Scott Collins on Computer Language Design
First of all, if you ever have the chance to hear Scott Collins give a technical talk (or any other talk, for that matter), you have to hear him. His wealth of knowledge and his speaking style make difficult problems approachable.
His discussion was on the development of computer languages, and the future of programming languages. He started with the definitions of the problem domains, machine languages, and you (the programmer). These three areas have quite a bit of distance between them. You bridge these three areas using computer languages, libraries, and your programs.
What you can learn from that is that all languages (even general purpose languages) have a grammar and contain first-class types that shorten the distance between its chosen problem domain, and you, and the machine.
You can see this in some historical examples:
- FORTRAN was written for mathematics.
- PERL was written for sys admin tasks.
- LISP was written to explain how computers work.
By picking the language that is ‘closest’ to your problem domain you do gain some advantage. But, you can build anything in any language.
However, some languages are closer to the problem domain (see Mathematica) than others. That is (at least in part) because Mathematica is more like a domain language than a general purpose language.
When you build large programs you are building your own domain language. Think about this: Your team doesn’t ask questions about how to fashion loops, or how to add numbers. Rather, they are asking questions about how to use the code and libraries your team has already implemented. Language features help you create these domain languages.

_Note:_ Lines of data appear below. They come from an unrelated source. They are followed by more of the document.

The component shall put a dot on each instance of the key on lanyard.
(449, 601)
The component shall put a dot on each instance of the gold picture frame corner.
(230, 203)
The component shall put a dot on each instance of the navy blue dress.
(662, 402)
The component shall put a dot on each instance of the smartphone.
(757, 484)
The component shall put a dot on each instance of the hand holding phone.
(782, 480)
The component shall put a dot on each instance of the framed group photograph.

This is important, because you are a language designer. It's not a general purpose language, rather, it's the language for your chosen domain. That might be a product suite, it might be a framework, or it might be some assemblies used in a set of internal tools.
One of his key points is that you can learn a great deal about software development by expeanding your horizons, and looking for, and at, other languages and design metaphors. If you really want to grow, stop thinking of anything as ‘the answer’, and think of it as ‘one answer’.
There are some real differences in computer languages that help you build your own domain languages:
- Can I implement type as good as built-in?
- Can I treat code like any other value?
- Can I control object lifetime?
- Can I build new types at runtime?
- How much type knowledge at runtime?
- Can I build new types as runtime?
- Is it up to the task?
- How smoothly can I integrate my code into the language vocabulary?
There is also critical mass: Is it in use in the wild? (For example, Latin is cool, but very few people use it)
He added a great satirical look at many of our current languages. Why was it written? Who used it? What did they do it for? That's important, because your users want a language too. (For example, emacs is a language: For editing.) Give it to them.
So, here’s some conclusions:
- New languages will keep coming.
- Old languages will continue to change.
- The very things you like about your language are the very things that make someone else hate it.
- Most arguments are about ridiculously small points.
On design:
- Choosing the right language is less important than building the right language for your problem domain.
- Apply the right parts of the team to the right parts of the language.
- Building your design as a language helps you solve problems more elegantly.
- Your program is a part of the users language. Give it to them.
So, we are all language designers. For our teams, for our users, and for other people.
The question period was hilarious. But, I was laughing too hard to take good notes. I will say it's the only time I've heard the words "pupperoni" and "Objective C" in the same sentence.